I use my full length die and bump shoulders .020". Everything chambers and never have to worry about when I will need to size brass that has been neck sized. Also if you neck size eventually you will have to full length size then fire form again to get your load the same as before sizing.
You mean 0.002"
I use FL dies with Redding Competition shellholders. I use the .010" over until there is more bolt resistance than I feel like putting up with; then go down .002" at a time on a single case until there is either just the slightest hint of bolt resistance or none. Slight resistance is zero shoulder bump; and one step past is .002" bump. Or up to .002" if you want to split hairs. At this point I'll write the shell holder number on the shell box and use it for that rifle for all the brass and any future new brass.
Easier than falling down a well. Never set a die again, never oversize a case again, and use the same dies on multiple rifles without setting.
By bumping the shoulder back you are referring to moving the datum line back correct?Weatherby brass is $$ and I want to get the most out of it.

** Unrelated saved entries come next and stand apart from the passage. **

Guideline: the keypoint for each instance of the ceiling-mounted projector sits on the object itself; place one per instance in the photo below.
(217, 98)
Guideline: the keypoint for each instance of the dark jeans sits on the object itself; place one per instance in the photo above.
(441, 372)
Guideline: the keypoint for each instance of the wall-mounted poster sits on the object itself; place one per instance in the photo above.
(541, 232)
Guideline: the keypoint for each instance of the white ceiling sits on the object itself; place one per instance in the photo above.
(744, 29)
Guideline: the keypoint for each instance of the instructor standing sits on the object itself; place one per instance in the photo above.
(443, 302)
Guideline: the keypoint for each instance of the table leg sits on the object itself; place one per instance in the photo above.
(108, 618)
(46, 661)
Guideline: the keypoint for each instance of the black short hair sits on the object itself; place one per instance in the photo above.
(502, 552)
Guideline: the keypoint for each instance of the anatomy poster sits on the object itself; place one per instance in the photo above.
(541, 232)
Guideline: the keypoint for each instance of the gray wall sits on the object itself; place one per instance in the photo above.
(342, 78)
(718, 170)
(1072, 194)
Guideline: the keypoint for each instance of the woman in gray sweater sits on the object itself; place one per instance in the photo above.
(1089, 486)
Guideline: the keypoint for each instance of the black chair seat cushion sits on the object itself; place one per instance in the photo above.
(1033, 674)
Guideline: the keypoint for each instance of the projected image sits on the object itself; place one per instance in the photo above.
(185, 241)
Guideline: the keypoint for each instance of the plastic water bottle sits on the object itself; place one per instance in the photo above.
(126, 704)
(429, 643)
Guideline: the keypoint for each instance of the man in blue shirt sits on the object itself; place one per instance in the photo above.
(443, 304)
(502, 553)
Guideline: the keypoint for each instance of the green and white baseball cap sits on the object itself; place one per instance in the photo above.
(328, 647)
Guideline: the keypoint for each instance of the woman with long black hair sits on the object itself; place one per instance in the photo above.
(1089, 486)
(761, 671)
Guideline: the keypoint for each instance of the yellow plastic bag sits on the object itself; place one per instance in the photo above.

Yeah, I have a tool that fits over the case to determine the case head to shoulder datum dimension.
I think Hornady sells a tool specifically for that purpose. Probably Sinclair does too. The tool isn't a must-have, but it takes some of the guesswork out of the process.
For a hunting rifle, being sure loaded rounds will chamber reliably and safely is a priority for me. Top accuracy is a good thing, but having a critter with designs on eating me staring me in the eye while my bolt won't close on a loaded round wouldn't be good.. every hunting round I load gets checked before it goes in a box.